At the sound of this new language inside their home, the lines on Youssef’s forehead disappeared. His jaw relaxed. He spoke in a whisper. “It is true, then,” he said.
“It is,” she said, and put her hand on his. “Now do you believe me?”
“Yes.”
“Will you stay away from Maati?”
“Yes.”
All of a sudden, her knees felt weak and she sat down on her bed, across the room from Youssef. It seemed that he was listening to her this time, not just hearing her words and reluctantly speaking his own. But then he lay on his bed and stared at the ceiling, lost in his thoughts.

Youssef had wanted nothing more than the truth; all his quarrels with his mother had been because of it. Now she had delivered it, and as it sank in, he began to see what it might mean. He was an Ouchak from Sefrou on his mother’s side, and an Amrani from Fès on his father’s side. He was half-Berber and half-Arab; he was a man of the mountains, and a man of the city; a man of the people and an aristocrat; a full-blooded Moroccan, with the culture and the history of a thousand years — a rich identity, of which he could be proud.

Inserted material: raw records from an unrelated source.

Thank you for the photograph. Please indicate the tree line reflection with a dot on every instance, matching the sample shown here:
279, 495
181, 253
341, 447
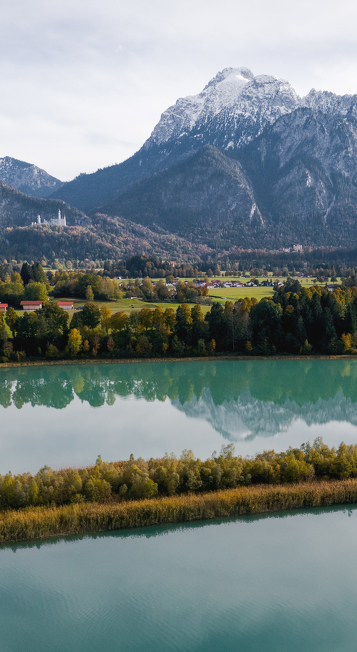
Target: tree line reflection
301, 381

But this truth was as invisible as air, as fleeting as breath itself. The real truth was what everyone around him saw: he was a slum dweller, the son of a hospital clerk, a man with no illusions about his place in society. Youssef had yearned for a father, and the yearning had led him on a journey to find him. His father had deserted him. His friend Amin had betrayed him. His friend Maati had spied on him. What was left? Who was left?